The core idea of the invention is based on Kubernets technology, and the Kubernets platform supports the function of sharing and distributing GPU among PODs by utilizing Kubernets expansion resources, a scheduling program expander and an equipment plug-in mechanism.

Specifically, in a kubernets cluster, resource scheduling of GPU memory and GPU number is increased on the basis of an original scheduling system, GPU equipment on a unified scheduling management node is achieved through a Kubernets extended scheduling technology and an increased GPU extended Scheduler GPU Share Scheduler Extender used for GPU equipment, a GPU sharing equipment plug-in component GPU Share Device plug-in component based on a Kubernets Device mechanism is increased, and scheduling and binding of a memory level when a container POD on the Kubernets uses GPU equipment are achieved.

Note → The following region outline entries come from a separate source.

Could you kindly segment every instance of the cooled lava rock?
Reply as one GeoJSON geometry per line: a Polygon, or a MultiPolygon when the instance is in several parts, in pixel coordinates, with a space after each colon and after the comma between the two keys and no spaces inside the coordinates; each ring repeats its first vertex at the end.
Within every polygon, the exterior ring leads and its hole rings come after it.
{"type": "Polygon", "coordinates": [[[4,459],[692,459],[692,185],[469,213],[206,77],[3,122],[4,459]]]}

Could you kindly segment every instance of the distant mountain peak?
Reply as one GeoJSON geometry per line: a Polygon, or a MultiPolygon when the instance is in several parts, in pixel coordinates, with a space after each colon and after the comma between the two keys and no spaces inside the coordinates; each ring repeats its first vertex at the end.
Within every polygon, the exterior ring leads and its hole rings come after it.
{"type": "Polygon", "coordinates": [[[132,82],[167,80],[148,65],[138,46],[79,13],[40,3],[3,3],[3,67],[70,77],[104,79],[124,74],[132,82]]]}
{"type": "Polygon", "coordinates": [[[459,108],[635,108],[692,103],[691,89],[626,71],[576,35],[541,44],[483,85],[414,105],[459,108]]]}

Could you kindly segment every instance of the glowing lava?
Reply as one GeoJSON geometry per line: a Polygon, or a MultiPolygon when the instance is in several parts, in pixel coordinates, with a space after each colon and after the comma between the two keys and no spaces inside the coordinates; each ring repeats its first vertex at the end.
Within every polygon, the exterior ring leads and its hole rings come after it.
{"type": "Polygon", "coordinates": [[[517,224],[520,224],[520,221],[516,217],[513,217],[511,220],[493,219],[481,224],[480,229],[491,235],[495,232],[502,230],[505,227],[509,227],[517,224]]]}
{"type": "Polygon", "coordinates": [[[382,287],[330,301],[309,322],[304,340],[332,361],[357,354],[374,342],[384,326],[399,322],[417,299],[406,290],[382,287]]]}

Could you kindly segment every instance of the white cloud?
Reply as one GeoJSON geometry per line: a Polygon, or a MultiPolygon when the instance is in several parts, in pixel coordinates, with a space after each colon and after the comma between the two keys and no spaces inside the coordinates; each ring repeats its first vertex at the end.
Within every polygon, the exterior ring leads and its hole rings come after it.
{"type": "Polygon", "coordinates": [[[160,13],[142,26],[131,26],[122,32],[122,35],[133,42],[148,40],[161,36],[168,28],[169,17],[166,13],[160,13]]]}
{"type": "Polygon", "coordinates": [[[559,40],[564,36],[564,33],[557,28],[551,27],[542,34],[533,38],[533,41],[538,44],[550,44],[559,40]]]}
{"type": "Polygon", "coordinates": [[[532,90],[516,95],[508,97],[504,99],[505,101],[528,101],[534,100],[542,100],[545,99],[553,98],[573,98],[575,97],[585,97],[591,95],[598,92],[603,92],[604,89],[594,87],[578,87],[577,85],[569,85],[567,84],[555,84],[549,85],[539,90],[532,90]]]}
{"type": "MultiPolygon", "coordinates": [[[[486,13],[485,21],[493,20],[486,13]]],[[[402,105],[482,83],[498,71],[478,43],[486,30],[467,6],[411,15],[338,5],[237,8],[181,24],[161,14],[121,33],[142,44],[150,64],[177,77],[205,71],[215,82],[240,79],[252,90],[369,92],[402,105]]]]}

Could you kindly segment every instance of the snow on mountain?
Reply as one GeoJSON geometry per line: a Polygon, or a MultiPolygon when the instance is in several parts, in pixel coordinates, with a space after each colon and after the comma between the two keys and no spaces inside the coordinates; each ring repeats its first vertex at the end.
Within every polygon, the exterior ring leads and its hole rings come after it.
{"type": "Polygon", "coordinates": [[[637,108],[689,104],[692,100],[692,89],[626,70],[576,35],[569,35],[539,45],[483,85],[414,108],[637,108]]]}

Deploying a Kubernetes cluster, and configuring the container operation in the Kubernetes cluster to support the operation of a GPU; successfully mounting GPU equipment; deploying a GPU extended Scheduler GPU Share Scheduler; modifying a Kubernetes default scheduler, and adding an extension parameter to the default scheduler in a mode of adding a policy configuration file parameter in a scheduler parameter; deploying a GPU Share Device plug component for each node in a DaemonSet mode, and configuring the operation authority of the component; adding a gpusheare node tag for a node needing to use the shared GPU; deploying the instance of the kubecect, expanding kubecect-instance-gpushare, and adding an execution right; calling a Kubernets cluster to create a pod, and adding GPU fields of instur, com/GPU-mem and instur, com/GPU-count which are defined by us into resources fields of the pod specified in a pod deployment script annotation; and after the Pod is successfully created, entering the Pod, and running a related command to check the information of the GPU.

Particularly, the method comprises the steps of GPU resource discovery and reporting, GPU resource management and scheduling, GPU resource quantity splitting and GPU resource video memory allocation.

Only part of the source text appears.